Lola lachte wieder: „Ah! Also ein Geschenk!"
Ich nickte kauend: „...Ja..."
Die Köchin funkelte mich wissend an und zwinkerte mir zu: „Es geht doch nicht etwa um einen Jungen, oder?"
Das Brötchen in meiner Kehle wurde spontan zu einer gefährlichen Waffe. Ich verschluckte mich und hatte das Gefühl der Krümel verstopft meinen Hals komplett, als mich Lolas Worte vollkommen unerwartet wie ein Baseballschläger ins Gesicht trafen.
Meinen heißen Kaffee kippte ich in einen Zug hinunter. Nachdem das Brennen in meinem Mund und Hals nachgelassen hatte, konnte ich wieder halbwegs atmen.
„Nein!", rief ich aus: „Wie kommst du denn darauf?!"
Lola lachte nur wieder: „Ich glaube dir kein Wort. Erzähl! Ist er nett?"
„Es geht um keinen Jungen!"
„Wen möchtest du denn dann beschenken?"
„Einen...", ich suchte verzweifelt nach einem Wort: „... Freund... Er hat mir ausgeholfen und ich möchte mich bedanken."
„Also doch ein Junge."
„Er ist kein Junge!"
„Er?"
Ich schaute weg und wurde rot im Gesicht: „Ja, er. Ein Freund... halt."

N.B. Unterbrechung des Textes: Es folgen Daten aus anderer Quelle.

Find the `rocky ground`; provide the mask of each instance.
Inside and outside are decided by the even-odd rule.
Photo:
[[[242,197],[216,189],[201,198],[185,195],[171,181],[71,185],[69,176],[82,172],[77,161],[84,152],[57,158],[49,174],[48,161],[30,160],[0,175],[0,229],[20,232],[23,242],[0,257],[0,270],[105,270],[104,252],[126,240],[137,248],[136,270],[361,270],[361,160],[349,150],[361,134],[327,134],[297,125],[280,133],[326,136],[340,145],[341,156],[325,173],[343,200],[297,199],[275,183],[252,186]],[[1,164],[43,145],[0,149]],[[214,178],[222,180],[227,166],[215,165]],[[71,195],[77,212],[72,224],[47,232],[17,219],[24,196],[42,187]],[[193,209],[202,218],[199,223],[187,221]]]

„Aber du kennst ihn nicht durch die Schule."
„Nein... Durch Amy. Er ist ein Freund ihrer Familie und ich hab mich auch mit ihm angefreundet. Ist das schlimm?"

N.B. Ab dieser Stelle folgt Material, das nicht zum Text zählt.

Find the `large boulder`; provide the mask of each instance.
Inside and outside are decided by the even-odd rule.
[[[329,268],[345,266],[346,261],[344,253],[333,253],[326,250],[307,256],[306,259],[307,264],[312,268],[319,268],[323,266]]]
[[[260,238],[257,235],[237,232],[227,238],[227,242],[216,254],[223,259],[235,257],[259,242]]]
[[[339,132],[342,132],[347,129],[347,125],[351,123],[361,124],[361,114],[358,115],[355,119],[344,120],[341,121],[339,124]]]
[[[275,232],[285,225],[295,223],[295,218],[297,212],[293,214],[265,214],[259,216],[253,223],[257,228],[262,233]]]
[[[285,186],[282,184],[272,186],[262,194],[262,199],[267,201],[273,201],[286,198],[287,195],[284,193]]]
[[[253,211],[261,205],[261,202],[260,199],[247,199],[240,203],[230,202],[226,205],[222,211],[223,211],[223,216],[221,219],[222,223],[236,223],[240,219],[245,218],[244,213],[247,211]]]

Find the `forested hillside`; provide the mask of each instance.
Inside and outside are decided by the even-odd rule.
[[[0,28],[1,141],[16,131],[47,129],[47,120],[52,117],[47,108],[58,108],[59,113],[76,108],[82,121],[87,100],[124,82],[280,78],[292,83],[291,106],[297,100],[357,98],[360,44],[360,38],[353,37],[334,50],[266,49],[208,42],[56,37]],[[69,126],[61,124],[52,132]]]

Lola lachte. Ich hatte immer noch das ungute Gefühl sie beharrte auf ihrer Einschätzung: „Natürlich nicht! Heute muss ich noch die Küche für die nächsten Tage organisieren, aber morgen nehme ich mir gerne etwas Zeit für dich. Weißt du schon was?"
„Nein...", antwortete ich ehrlich: „Noch nicht. Ich dachte vielleicht hast du eine Idee."
„Hab ich tatsächlich", zwinkerte mir Lola wieder zu. Es gefiel mir nicht: „Ich hab letztens ein Rezept für Dessertpreussen gefunden. Ich wollte es eh mal ausprobieren. Lass uns ein paar davon machen und du nimmst einfach welche für deinen 'Freund' mit."
Die Art wie sie das Wort 'Freund' aussprach gefiel mir auch nicht, aber ich entschloss mich es nicht weiter auszudiskutieren.